Thai-origin sugar evades tariffs, attracts anti-circumvention duty

Vietnam's Ministry of Industry and Trade said sugar imported from Cambodia, Indonesia, Laos, Malaysia, and Myanmar using Thai sugar materials will be subjected to the same anti-dumping and anti-subsidy tariffs applied to Thai sugar from August 9.

Vietnam's Ministry of Industry and Trade said sugar imported from Cambodia, Indonesia, Laos, Malaysia, and Myanmar using Thai sugar materials will be subjected to the same anti-dumping and anti-subsidy tariffs applied to Thai sugar from August 9.

In its final draft conclusion on the results of a duty evasion probe, the ministry confirmed that Thai-origin sugar was evading import tariffs and entering the Vietnamese market through re-exports via the above-mentioned five regional countries.

A 47.64% tariff on imported cane sugar originating from Thailand has been in effect since June 2021. Accordingly, sugar materials imported from the five countries will be subjected to a total tariff of 47.64%, which comprises an anti-dumping tax of 42.99% and an anti-subsidy tax of 4.65%. This tax will be applied from August 9, 2022 to June 15, 2026.

However, anti-circumvention taxes will not apply if exporters from Cambodia, Indonesia, Laos, Malaysia, and Myanmar can prove that their products are made from locally harvested sugarcane.

Harvesting sugarcane in central Vietnam. Photo courtesy of Vietnam News Agency.

S&P Global, which provides economic intelligence, quoted an unnamed sugar trader as saying: "Local producers in these five ASEAN countries who can produce a wholly obtained certificate, which is a note in the certificate of origin that states 100% of the product is from sugarcane harvested in their local origin, will be allowed to export to Vietnam at the 5% tax rate."

To date, six companies are exempted from the anti-circumvention tax - three from Laos, two from Myanmar and one from Indonesia. The companies are: Mitr Lao Sugar, Savannakhet Sugar, and TTC Attapeu Sugar Cane in Laos; Ngwe Yi Pale Sugar, Than Daung Oo from Myanmar; and Perusahaan PT Kebun Tebu Mas from Indonesia.

S&P Global quoted an unidentified Singapore-based trade analyst as saying: "I do not think there will be a big change in trade flows following this decision. The local producers exempted from this tariff are the ones mainly doing this re-export flow to Vietnam. About 65% of the Indonesian sugar flowing to Vietnam is from KTM, the exempted Indonesian company."

According to Platts Analytics's latest estimates, annual domestic sugar production in Myanmar and Indonesia is around 400,000 tons and 2.2 million tons, respectively, and this could still sustain outflows to Vietnam. Myanmar and Indonesia are deficit in sugar but if the arbitrage economics in exporting domestically produced sugar to Vietnam and subsequent imports to fulfill domestic needs proves positive, it would be a viable flow.

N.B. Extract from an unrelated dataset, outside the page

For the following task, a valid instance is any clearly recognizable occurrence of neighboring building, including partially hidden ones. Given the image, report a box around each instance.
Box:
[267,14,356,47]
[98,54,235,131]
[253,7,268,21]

However, in the short term, Indonesian producers that have imported raw sugar under re-export licenses expect difficulties in shipping to Vietnam. The anti-circumvention tax will thus put a cap on total imports under such licenses and moderate the outlook for Indonesia's total raw import demand for 2022 and 2023, the S&P Global report said.

Sugar imports into Vietnam jumped five times year-on-year to 527,200 tons in the period between October 2020 and June 2021, according to the Ministry of Industry and Trade. However, imports from Thailand in the period decreased by 38%. This was the period that Vietnam trade officials investigated Thai sugar for dumping and subsidizing. Then, the ministry’s July 14 final draft conclusion confirmed that Thai-origin sugar was evading import tariffs and entering the local market through five other countries in the region.